Add-Type -AssemblyName System.Security # (3)!

function Decrypt-AES256PBKDF2HMAC { (4)!
[...]

[System.Text.Encoding]::UTF8.GetString($data) # (5)!
  1. The $base64EncData variable holds the base64 encoded ciphertext generated by Kryptoxin.
  2. The encoded cipthertext is decoded by the ConvertFrom-Base64ToByteArray() function and returned as a byte[] array.
  3. The System.Security .NET class is "imported" using the Add-Typereflective method.
  4. The AES decryption routine is generated and can be called to decrypt the data.
  5. The decrypted data, here an UTF-8 encoded string is read and should be printed onto the console.

Load Assembly (load-asm)

This template generates a PowerShell script that load a COFF-based object into memory, such as a compiled .dll. It then loads the given class type and method provided by the --type= and --method= command-line arguments respectively.
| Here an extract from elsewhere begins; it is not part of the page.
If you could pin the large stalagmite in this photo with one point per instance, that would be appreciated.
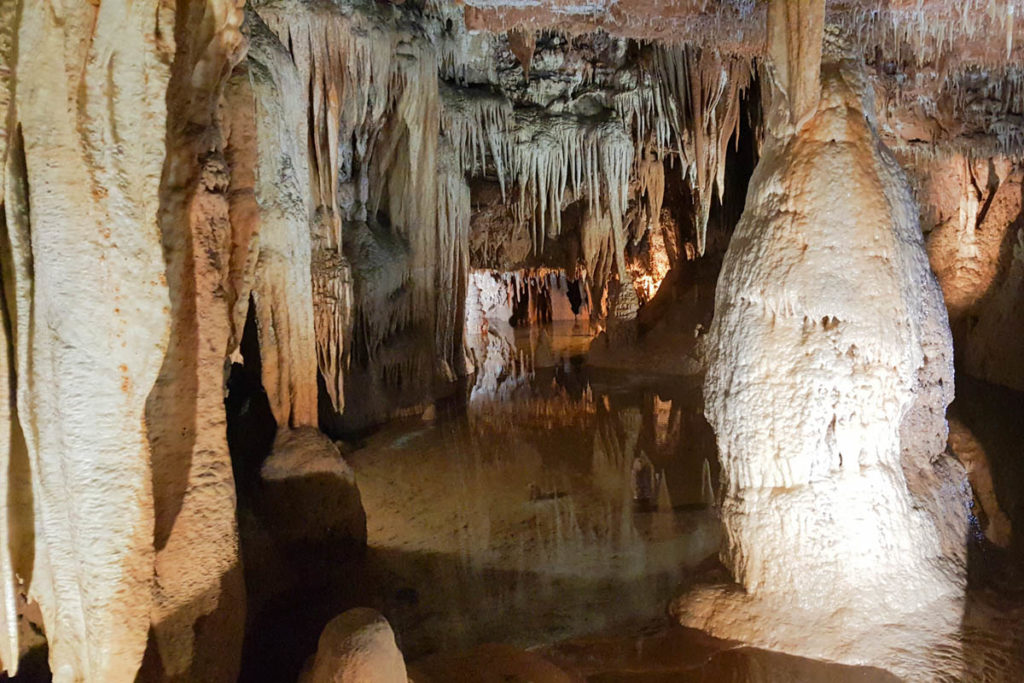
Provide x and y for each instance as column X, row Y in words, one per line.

This script runs entirely in memory

This script and all it's content runs entirely from memory, therefore it's a pretty good candidate script for loading payloads that may trigger on-disk AV and EDR inspection. Please note however, that AMSI may still flag this script.

python -m kryptoxin encrypt -k 123456 --random-iv --random-salt \
--lang powershell --action load_asm --in TestLibrary.dll \
--type=TestLibraryClass.Class1 # (1)! \
--method=run # (2)!
  1. Specify the namespace and the object class of your library or portable executable.
  2. Specify the class' method to invoke from PowerShell where code execution begins.

Custom Script (custom)

The custom template is provided as a reference and starting point for a custom script of your liking. Simply edit the custom.jinja file located in the /kryptoxin/templates/powershell/action directory in your default installation location. By default, the $data variable is used at every steps to hold the decoded and decrypted data. Finally, call the template using the --action custom command-line parameter.